Mais au bout d’un certain temps le cadet dit :
- Frère aîné puis-je te poser une question ?
- je n’y vois aucun inconvénient répondit l’aîné.
- Tu sais que nos règles monastiques nous interdisent de toucher les femmes reprit le cadet.
- Tout à fait prononça l’aîné.
- Mais alors pourquoi tout à l’heure as-tu enfreint cette règle en transportant dans tes bras une femme ?
- Ainsi donc, repris l’aîné, tu es encore avec cette femme ?
A méditer...
Ki : énergie
J’emprunte au cœur des Maîtres l’histoire des hommes, ceux qui ont fini de naître et ceux qu’on assomment pour conter en ce lieu quelques airs qu’on fredonne dans les kwoon ou dojo de quelques royaumes.
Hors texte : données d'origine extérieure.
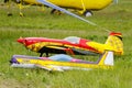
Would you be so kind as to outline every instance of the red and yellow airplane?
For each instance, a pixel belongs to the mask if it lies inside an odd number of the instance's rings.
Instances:
[[[122,34],[111,32],[105,44],[90,40],[69,36],[64,40],[46,37],[20,37],[18,42],[28,50],[41,53],[69,54],[69,55],[96,55],[102,54],[106,50],[113,51],[114,55],[123,55]]]
[[[56,58],[55,58],[56,59]],[[97,62],[88,62],[82,59],[76,61],[55,61],[48,57],[36,57],[25,55],[13,55],[10,63],[11,67],[24,68],[43,68],[46,70],[68,70],[68,69],[82,69],[89,70],[94,68],[109,69],[113,67],[113,52],[106,51]],[[74,58],[72,58],[74,59]]]
[[[23,9],[22,4],[30,6],[47,6],[45,2],[53,3],[57,7],[78,10],[84,15],[91,15],[91,11],[97,11],[108,7],[113,0],[13,0],[19,4],[20,14],[22,15],[21,10]],[[4,0],[9,2],[9,0]],[[43,3],[44,2],[44,3]],[[57,10],[53,8],[52,13]]]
Homme si tu n’y as point pied n’y entre de gaîté car ton souffle risque envers et contre tout d’être coupé et la mort te surprendre tant l’infini n’a point de bonté quand l’esprit n’y est point préparé.
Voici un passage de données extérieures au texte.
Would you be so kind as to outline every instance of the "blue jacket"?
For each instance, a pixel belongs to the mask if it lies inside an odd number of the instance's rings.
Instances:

Il se dit donc à mi-clos qu’il est une force qui sourd au fond de l’homme ne relevant ni du physique, ni du technique mais du psychique et dont il importe à tout adepte d’arts martiaux d’en maîtriser l’essence à défaut de la quintessence s’il veut vivre encore pleinement son art quand la jeunesse lui aura fait défaut et que la vieillesse lui servira d’oripeaux.
Ces dires reviennent, surgissant comme des échos des ténèbres et des tombeaux pour maudire le profane et le sot qui prétend-on, ne se serait arrêté qu’à l’aspect extérieur des arts martiaux et se serait moqué des kata et des tao.
En effet, disent les anciens Maîtres, il est une force qui naît de la répétition de ces mouvements, qui fendent le vide et oublient le temps et demandent une concentration de tout instant, un retour à soi même, propulsant par la maîtrise du souffle l’homme dans le néant, et dont la gestuelle combative, boxe de l’ombre, l’en sort plus que jamais vivant conscient que ne faisant qu’un avec l’élément Ki énergie universelle dont chaque être découle, repart et dépend.
Ki, élixir de vie que d’aucuns initiés dans la pénombre, se gardent bien de livrer au grand nombre, conscients tout autant des dangers qu’un tel savoir transmis à des gens peu aguerris n’aurait d’autre effet que la perversion de l’esprit et le règne de l’hécatombe et la précocité de la maladie.
Mais que l’adepte des arts martiaux ouvre son esprit et voilà que le contact s’établit de ching à ki de ki à shen de shen à hsu, que l’océan du souffle se met en branle et que renaît l’envie celui d’apprendre encore et toujours en partageant et en protégeant la vie.